Total foreign student enrollment fell by 1.3 percent nationwide last year, while the number of foreign students at Yale decreased by 0.4 percent. Education experts attributed the national decline to the consistently increased difficulty of obtaining student visas since the Sept. 11, 2001 terrorist attacks, and to competition from foreign universities. But Yale Graduate School Dean Jon Butler said he is not worried about the decrease at Yale.

“A 0.4 percent variation in one year has no statistical significance,” Butler said.

The number of international students enrolled in graduate schools in the United Sates dropped by 3.6 percent nationwide, according to the IIE’s annual “Open Doors” report, and by 0.1 percent at Yale. The number of international undergraduates declined by 2.9 percent nationwide and by 0.2 percent at Yale. Enrollment of foreign students studying at American universities but not working towards a degree rose by 22.8 percent nationwide and dropped by 11 percent at Yale.

Stuart Heiser, public affairs manager at the Council of Graduate Schools, said recently enacted homeland security initiatives contributed to the nationwide decline.

“The level of foreign student enrollment had been increasing for decades and declined for the first time after visa policies were tightened in the wake of 9/11,” Heiser said.

Butler said fewer foreign students are applying to Yale because of difficulty obtaining visas, but this has not affected enrollment.

“Enrollment figures generally are still holding pretty steady,” Butler said.

Ankita Ritwik ’07, who is from Kuwait, said some students in her hometown had difficulty obtaining student visas.

“I know students who were randomly denied visas even though they had similar profiles to people who were granted visas,” Ritwik said. “One of my friends went to the U.K. for college instead of the U.S. because he didn’t want to deal with the problems of getting a visa.”

Daniel Obst, program manager for the Higher Education Resource Group at the IIE, said he thinks the decrease is partly due to economic development abroad and improvements in foreign universities.

“The cause for decline most often cited is the vigorous recruitment by institutions in other countries,” Obst said. “There are now more opportunities to get a fantastic education in China or India.”

There are currently 1,787 foreign students at Yale, accounting for 16 percent of all students at the University.

Yale has seen lower declines than schools nationwide because of its strong reputation abroad, Obst said.

“There is traditionally less flux in well-known, world-class institutions than other institutions,” he said. “There are a few institutions known around the world which are less susceptible to decline than other institutions.”

Alexandra Cavoulacos ’08, who was raised in Paris, said American universities must work to keep foreign students.

“It’s more interesting to take a class on a different part of the world if there are people from that part of the world in the class,” Cavoulacos said.

Foreign student enrollment nationwide fell by 2.4 percent during the 2003-04 academic year, but the number of international students at Yale increased by 0.2 percent that year.
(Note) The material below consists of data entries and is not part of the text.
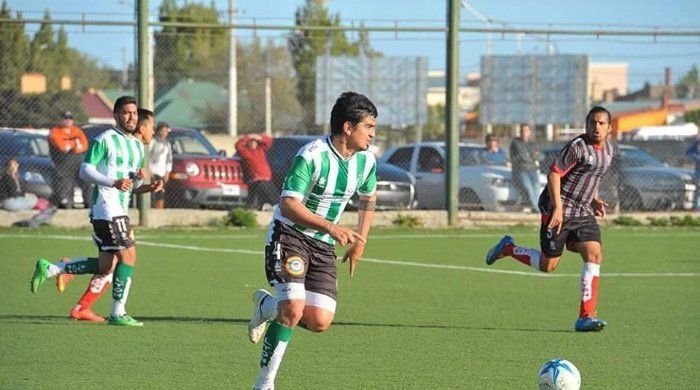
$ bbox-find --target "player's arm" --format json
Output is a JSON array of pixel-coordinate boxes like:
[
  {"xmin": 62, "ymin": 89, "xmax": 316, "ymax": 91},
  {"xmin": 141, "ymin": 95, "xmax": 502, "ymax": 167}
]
[
  {"xmin": 280, "ymin": 196, "xmax": 365, "ymax": 246},
  {"xmin": 343, "ymin": 194, "xmax": 377, "ymax": 277},
  {"xmin": 547, "ymin": 171, "xmax": 564, "ymax": 234}
]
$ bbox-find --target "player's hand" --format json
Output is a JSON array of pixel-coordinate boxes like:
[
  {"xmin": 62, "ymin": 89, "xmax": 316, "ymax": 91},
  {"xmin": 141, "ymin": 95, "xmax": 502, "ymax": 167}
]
[
  {"xmin": 112, "ymin": 178, "xmax": 134, "ymax": 191},
  {"xmin": 591, "ymin": 199, "xmax": 610, "ymax": 217},
  {"xmin": 343, "ymin": 241, "xmax": 365, "ymax": 278},
  {"xmin": 149, "ymin": 180, "xmax": 163, "ymax": 192},
  {"xmin": 328, "ymin": 224, "xmax": 367, "ymax": 246},
  {"xmin": 547, "ymin": 206, "xmax": 564, "ymax": 235}
]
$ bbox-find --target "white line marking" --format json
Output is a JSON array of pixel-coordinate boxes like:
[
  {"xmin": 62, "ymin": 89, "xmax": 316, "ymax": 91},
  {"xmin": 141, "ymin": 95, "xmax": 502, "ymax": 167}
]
[{"xmin": 0, "ymin": 234, "xmax": 700, "ymax": 278}]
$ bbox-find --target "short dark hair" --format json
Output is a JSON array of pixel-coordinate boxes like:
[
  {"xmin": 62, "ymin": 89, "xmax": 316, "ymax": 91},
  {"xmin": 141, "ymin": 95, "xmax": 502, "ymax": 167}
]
[
  {"xmin": 113, "ymin": 96, "xmax": 138, "ymax": 114},
  {"xmin": 586, "ymin": 106, "xmax": 612, "ymax": 124},
  {"xmin": 136, "ymin": 108, "xmax": 153, "ymax": 127},
  {"xmin": 331, "ymin": 91, "xmax": 377, "ymax": 134},
  {"xmin": 156, "ymin": 122, "xmax": 170, "ymax": 132}
]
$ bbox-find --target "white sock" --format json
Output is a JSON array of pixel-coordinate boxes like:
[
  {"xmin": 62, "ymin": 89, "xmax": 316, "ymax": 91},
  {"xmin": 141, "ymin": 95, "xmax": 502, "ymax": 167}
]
[
  {"xmin": 253, "ymin": 341, "xmax": 288, "ymax": 390},
  {"xmin": 112, "ymin": 278, "xmax": 131, "ymax": 318},
  {"xmin": 260, "ymin": 295, "xmax": 277, "ymax": 321}
]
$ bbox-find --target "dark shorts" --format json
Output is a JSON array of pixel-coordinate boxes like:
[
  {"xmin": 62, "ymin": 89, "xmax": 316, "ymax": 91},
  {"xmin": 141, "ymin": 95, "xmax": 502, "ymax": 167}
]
[
  {"xmin": 540, "ymin": 214, "xmax": 601, "ymax": 257},
  {"xmin": 265, "ymin": 221, "xmax": 338, "ymax": 300},
  {"xmin": 90, "ymin": 216, "xmax": 135, "ymax": 252}
]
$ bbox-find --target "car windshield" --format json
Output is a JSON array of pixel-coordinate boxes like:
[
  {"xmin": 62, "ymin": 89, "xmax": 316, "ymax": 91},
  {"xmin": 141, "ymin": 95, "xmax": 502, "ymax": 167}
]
[
  {"xmin": 170, "ymin": 133, "xmax": 216, "ymax": 156},
  {"xmin": 441, "ymin": 146, "xmax": 508, "ymax": 166},
  {"xmin": 3, "ymin": 136, "xmax": 49, "ymax": 157},
  {"xmin": 619, "ymin": 148, "xmax": 664, "ymax": 167}
]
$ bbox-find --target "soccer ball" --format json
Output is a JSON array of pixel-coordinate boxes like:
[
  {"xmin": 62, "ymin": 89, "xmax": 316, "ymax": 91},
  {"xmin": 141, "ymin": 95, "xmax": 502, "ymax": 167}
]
[{"xmin": 537, "ymin": 358, "xmax": 581, "ymax": 390}]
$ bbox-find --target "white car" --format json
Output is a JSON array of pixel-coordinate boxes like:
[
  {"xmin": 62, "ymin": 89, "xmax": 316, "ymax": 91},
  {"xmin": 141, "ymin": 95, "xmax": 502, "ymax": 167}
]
[{"xmin": 380, "ymin": 142, "xmax": 547, "ymax": 211}]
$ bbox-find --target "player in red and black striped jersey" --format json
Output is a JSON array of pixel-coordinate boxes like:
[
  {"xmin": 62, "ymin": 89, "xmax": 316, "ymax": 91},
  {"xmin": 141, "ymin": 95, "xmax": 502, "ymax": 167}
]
[{"xmin": 486, "ymin": 107, "xmax": 614, "ymax": 332}]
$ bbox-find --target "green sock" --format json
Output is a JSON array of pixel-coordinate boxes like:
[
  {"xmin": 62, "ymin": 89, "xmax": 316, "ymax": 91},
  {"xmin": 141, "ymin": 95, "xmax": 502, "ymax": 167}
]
[
  {"xmin": 63, "ymin": 257, "xmax": 99, "ymax": 275},
  {"xmin": 112, "ymin": 261, "xmax": 134, "ymax": 301},
  {"xmin": 260, "ymin": 321, "xmax": 292, "ymax": 371}
]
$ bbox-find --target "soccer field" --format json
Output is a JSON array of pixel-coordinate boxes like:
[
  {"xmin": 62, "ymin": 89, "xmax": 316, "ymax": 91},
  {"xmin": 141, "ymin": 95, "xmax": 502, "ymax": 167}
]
[{"xmin": 0, "ymin": 224, "xmax": 700, "ymax": 389}]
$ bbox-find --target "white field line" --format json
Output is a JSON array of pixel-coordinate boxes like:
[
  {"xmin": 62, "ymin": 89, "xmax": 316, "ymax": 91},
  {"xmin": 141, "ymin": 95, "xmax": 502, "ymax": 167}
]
[{"xmin": 0, "ymin": 234, "xmax": 700, "ymax": 278}]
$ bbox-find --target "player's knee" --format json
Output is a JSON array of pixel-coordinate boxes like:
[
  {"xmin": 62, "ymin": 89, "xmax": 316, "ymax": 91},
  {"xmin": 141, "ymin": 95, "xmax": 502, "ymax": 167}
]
[{"xmin": 540, "ymin": 257, "xmax": 559, "ymax": 272}]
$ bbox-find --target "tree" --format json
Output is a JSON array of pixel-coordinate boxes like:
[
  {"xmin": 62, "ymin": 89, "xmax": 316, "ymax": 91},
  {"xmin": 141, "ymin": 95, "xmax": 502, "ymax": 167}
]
[
  {"xmin": 288, "ymin": 0, "xmax": 371, "ymax": 133},
  {"xmin": 154, "ymin": 0, "xmax": 228, "ymax": 94}
]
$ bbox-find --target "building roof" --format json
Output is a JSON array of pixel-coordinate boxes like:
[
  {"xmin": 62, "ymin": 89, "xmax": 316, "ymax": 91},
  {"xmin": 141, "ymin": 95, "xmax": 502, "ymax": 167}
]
[{"xmin": 153, "ymin": 80, "xmax": 228, "ymax": 129}]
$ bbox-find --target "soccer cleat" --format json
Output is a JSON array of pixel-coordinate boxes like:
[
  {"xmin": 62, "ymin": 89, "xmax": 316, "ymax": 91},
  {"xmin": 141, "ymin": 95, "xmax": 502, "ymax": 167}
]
[
  {"xmin": 56, "ymin": 274, "xmax": 75, "ymax": 293},
  {"xmin": 29, "ymin": 259, "xmax": 51, "ymax": 293},
  {"xmin": 574, "ymin": 317, "xmax": 607, "ymax": 332},
  {"xmin": 248, "ymin": 289, "xmax": 271, "ymax": 344},
  {"xmin": 486, "ymin": 236, "xmax": 513, "ymax": 265},
  {"xmin": 70, "ymin": 309, "xmax": 105, "ymax": 322},
  {"xmin": 107, "ymin": 314, "xmax": 143, "ymax": 326}
]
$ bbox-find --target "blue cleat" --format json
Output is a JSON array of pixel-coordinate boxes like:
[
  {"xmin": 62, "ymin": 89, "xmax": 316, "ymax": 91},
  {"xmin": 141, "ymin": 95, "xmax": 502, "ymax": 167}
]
[
  {"xmin": 574, "ymin": 317, "xmax": 607, "ymax": 332},
  {"xmin": 486, "ymin": 236, "xmax": 513, "ymax": 265}
]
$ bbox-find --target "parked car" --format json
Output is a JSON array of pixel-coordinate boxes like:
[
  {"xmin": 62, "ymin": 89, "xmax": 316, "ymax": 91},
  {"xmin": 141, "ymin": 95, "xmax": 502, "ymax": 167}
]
[
  {"xmin": 380, "ymin": 142, "xmax": 546, "ymax": 210},
  {"xmin": 541, "ymin": 145, "xmax": 697, "ymax": 210},
  {"xmin": 0, "ymin": 129, "xmax": 55, "ymax": 199},
  {"xmin": 84, "ymin": 125, "xmax": 248, "ymax": 208},
  {"xmin": 267, "ymin": 135, "xmax": 415, "ymax": 210}
]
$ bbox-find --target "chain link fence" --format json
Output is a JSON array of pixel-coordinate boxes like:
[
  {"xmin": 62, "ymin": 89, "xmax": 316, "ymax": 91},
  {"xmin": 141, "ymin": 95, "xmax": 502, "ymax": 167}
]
[{"xmin": 0, "ymin": 6, "xmax": 697, "ymax": 212}]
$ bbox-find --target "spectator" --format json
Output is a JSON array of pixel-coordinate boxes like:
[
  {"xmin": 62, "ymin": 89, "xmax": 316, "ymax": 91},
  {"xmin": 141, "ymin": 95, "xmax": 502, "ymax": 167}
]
[
  {"xmin": 149, "ymin": 122, "xmax": 173, "ymax": 209},
  {"xmin": 49, "ymin": 111, "xmax": 90, "ymax": 208},
  {"xmin": 510, "ymin": 123, "xmax": 540, "ymax": 212},
  {"xmin": 236, "ymin": 134, "xmax": 279, "ymax": 210},
  {"xmin": 0, "ymin": 157, "xmax": 39, "ymax": 211},
  {"xmin": 482, "ymin": 134, "xmax": 508, "ymax": 165},
  {"xmin": 685, "ymin": 133, "xmax": 700, "ymax": 210}
]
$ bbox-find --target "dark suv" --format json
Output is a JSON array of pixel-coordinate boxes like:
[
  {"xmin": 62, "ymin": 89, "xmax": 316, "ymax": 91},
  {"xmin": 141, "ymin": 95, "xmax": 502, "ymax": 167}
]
[
  {"xmin": 267, "ymin": 135, "xmax": 415, "ymax": 210},
  {"xmin": 0, "ymin": 129, "xmax": 55, "ymax": 199},
  {"xmin": 84, "ymin": 125, "xmax": 248, "ymax": 208}
]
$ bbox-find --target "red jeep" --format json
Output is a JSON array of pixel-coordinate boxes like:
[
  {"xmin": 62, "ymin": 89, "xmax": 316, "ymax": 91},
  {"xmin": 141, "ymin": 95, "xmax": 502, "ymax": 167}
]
[{"xmin": 83, "ymin": 125, "xmax": 248, "ymax": 208}]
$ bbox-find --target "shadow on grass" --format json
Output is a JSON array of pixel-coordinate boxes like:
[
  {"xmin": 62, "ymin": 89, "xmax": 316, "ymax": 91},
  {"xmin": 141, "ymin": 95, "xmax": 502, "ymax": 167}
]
[{"xmin": 0, "ymin": 314, "xmax": 573, "ymax": 333}]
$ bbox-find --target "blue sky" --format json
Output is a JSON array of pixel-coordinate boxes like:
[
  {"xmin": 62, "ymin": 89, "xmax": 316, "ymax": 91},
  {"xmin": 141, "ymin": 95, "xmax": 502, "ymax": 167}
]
[{"xmin": 8, "ymin": 0, "xmax": 700, "ymax": 89}]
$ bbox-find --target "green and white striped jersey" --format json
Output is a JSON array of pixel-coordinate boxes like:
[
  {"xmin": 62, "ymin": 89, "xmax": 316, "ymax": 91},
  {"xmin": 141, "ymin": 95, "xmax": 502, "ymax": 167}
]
[
  {"xmin": 270, "ymin": 136, "xmax": 377, "ymax": 245},
  {"xmin": 84, "ymin": 128, "xmax": 145, "ymax": 221}
]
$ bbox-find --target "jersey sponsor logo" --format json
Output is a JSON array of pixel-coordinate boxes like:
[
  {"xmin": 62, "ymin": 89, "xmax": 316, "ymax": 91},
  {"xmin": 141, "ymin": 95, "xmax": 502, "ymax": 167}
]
[{"xmin": 284, "ymin": 256, "xmax": 305, "ymax": 276}]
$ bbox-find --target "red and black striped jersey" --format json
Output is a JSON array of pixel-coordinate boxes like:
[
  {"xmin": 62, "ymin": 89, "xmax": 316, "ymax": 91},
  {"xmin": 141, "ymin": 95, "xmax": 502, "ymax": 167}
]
[{"xmin": 539, "ymin": 135, "xmax": 614, "ymax": 218}]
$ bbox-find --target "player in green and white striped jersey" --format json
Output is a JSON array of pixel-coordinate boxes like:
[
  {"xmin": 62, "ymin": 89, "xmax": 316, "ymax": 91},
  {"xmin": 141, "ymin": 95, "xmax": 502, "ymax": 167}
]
[
  {"xmin": 31, "ymin": 96, "xmax": 152, "ymax": 326},
  {"xmin": 248, "ymin": 92, "xmax": 377, "ymax": 389}
]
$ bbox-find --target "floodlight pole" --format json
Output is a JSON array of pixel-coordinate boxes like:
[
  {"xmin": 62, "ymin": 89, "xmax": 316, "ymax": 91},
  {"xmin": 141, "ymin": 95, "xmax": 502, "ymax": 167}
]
[
  {"xmin": 445, "ymin": 0, "xmax": 459, "ymax": 226},
  {"xmin": 136, "ymin": 0, "xmax": 153, "ymax": 227}
]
National figures had been increasing since the IIE first conducted the survey in 1954 and started decreasing in 2003-04, according to the report.

But Obst said he anticipates a smaller decline or possibly an increase in foreign student enrollments next year.

“Things are slowly but gradually leveling out,” Obst said. “We took an online survey of about 1,000 universities’ enrollments for fall 2005 which showed encouraging signs. The majority of institutions are showing increases in foreign student enrollment.”

Obst and Heiser said they expect a turnaround because of measures that have made it easier to obtain student visas and improvements made by American universities to the application process.